Ultimately, from the user's perspective, the goal is that they do not necessarily need to know which chains their application's backend involves. This is the experience people have long enjoyed using the internet: when a website makes an API call to a third-party server, users simply experience a seamless application. Today, this fragmented feeling is very apparent, whether you are using Solana, Ethereum, or Avalanche. In the future, the user experience of Web3 will approach that of current internet products, where you only know the application you are interacting with, without touching the more complex logic behind it.
If you have been following this field for a long time, you may be familiar with LayerZero and its Stargate Finance. In fact, LayerZero and Axelar operate at the same level of the entire stack, so what are the differences between the two? Why do I have more faith in Axelar?
Axelar is a mature PoS network with a native token, and all its nodes support other blockchains (Ethereum, Avalanche, Cosmos, etc.). When viewing the state of the underlying blockchains it connects to, Axelar nodes synchronize queries with local blockchain clients and reach consensus on the current state of other chains. When executing cross-chain transactions, nodes jointly manage threshold signature accounts on each chain, allowing them to perform operations or host funds. The robustness of its PoS validators ensures Axelar's security, and the project was founded by former leaders of Algorand with backgrounds in cryptography and mathematics, making their expertise in cryptography and distributed systems world-class.
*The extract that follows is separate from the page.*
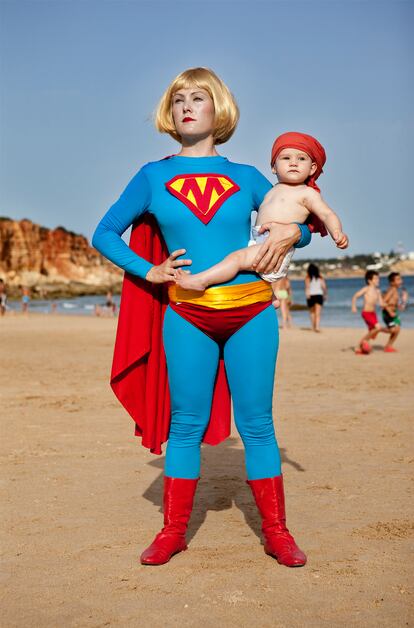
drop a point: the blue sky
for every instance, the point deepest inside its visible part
(80, 80)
LayerZero's construction approach is very different; it does not attempt to be the entire interoperability stack. Instead, it is simply a set of contracts that designate two roles: "relayers" and "oracles." Oracles are responsible for reporting the actual state of the underlying blockchains, while relayers are responsible for the actual cross-chain transmission of messages and proving the validity of those messages, with the specific third-party relayer or oracle depending on the user. LayerZero itself is a neutral information bus and transmission standard, not responsible for relaying or oracles.
In its white paper, LayerZero claims that they will default to using Chainlink as their oracle, but currently, LayerZero's Stargate Finance uses a three-party signature composed of FTX, Sequoia, and Polygon as the oracle, with LayerZero Labs executing the relay.
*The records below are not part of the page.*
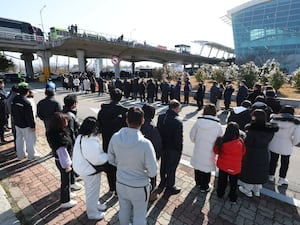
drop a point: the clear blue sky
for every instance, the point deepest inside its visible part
(158, 22)
(164, 22)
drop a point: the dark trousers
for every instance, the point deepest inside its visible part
(164, 98)
(284, 161)
(200, 102)
(222, 184)
(2, 129)
(202, 179)
(168, 166)
(111, 177)
(153, 183)
(227, 104)
(65, 179)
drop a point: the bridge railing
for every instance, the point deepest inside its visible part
(20, 37)
(92, 35)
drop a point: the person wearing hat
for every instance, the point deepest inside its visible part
(47, 107)
(23, 82)
(283, 141)
(242, 93)
(214, 93)
(25, 125)
(272, 101)
(50, 85)
(227, 95)
(200, 95)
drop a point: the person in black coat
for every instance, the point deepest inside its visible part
(259, 103)
(242, 93)
(241, 115)
(3, 111)
(135, 88)
(21, 111)
(165, 90)
(214, 93)
(186, 90)
(127, 88)
(111, 118)
(47, 107)
(176, 90)
(255, 164)
(171, 132)
(150, 91)
(61, 145)
(272, 101)
(227, 95)
(256, 92)
(151, 132)
(142, 90)
(200, 95)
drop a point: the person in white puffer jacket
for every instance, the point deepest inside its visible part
(283, 142)
(204, 133)
(87, 152)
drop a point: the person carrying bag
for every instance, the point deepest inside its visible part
(89, 160)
Correctly transmitting cross-chain messages and accurately reporting multi-chain states are at the core of the difficulties in cross-chain interoperability. Axelar directly addresses this issue and provides a complete solution.
LayerZero, Wormhole, Synapse, and many other companies are attempting to solve the cross-chain interoperability problem. For a long time, it has been one of the barriers to breakthroughs in blockchain technology, but I believe Axelar has the opportunity to achieve a breakthrough and solve this technical barrier.
Broadly defined cross-chain information transmission networks have strong potential network effects, potentially more powerful than the positive cycles we see in the rise of alternative L1s. A true cross-chain universe can achieve diverse applications, assets, and composability across all DApps.
Conclusion
Ultimately, all technological implementations aim to improve user experience; achieving a smooth and intuitive user experience is crucial for the globalization of the blockchain economy. To realize the user experience expected in Web2, developers need infrastructure and tools to eliminate friction in the cross-chain world, and a project-supported centralized cross-chain bridge will become a necessary stepping stone.
In the 1990s, the growth of foreign direct investment drove the rise of global multinational companies. I believe that with the optimization of cross-chain interoperability, Web3 is at a similar turning point. In the future, you will no longer be limited to applications on a specific chain but will directly access the entire Web3 world available globally.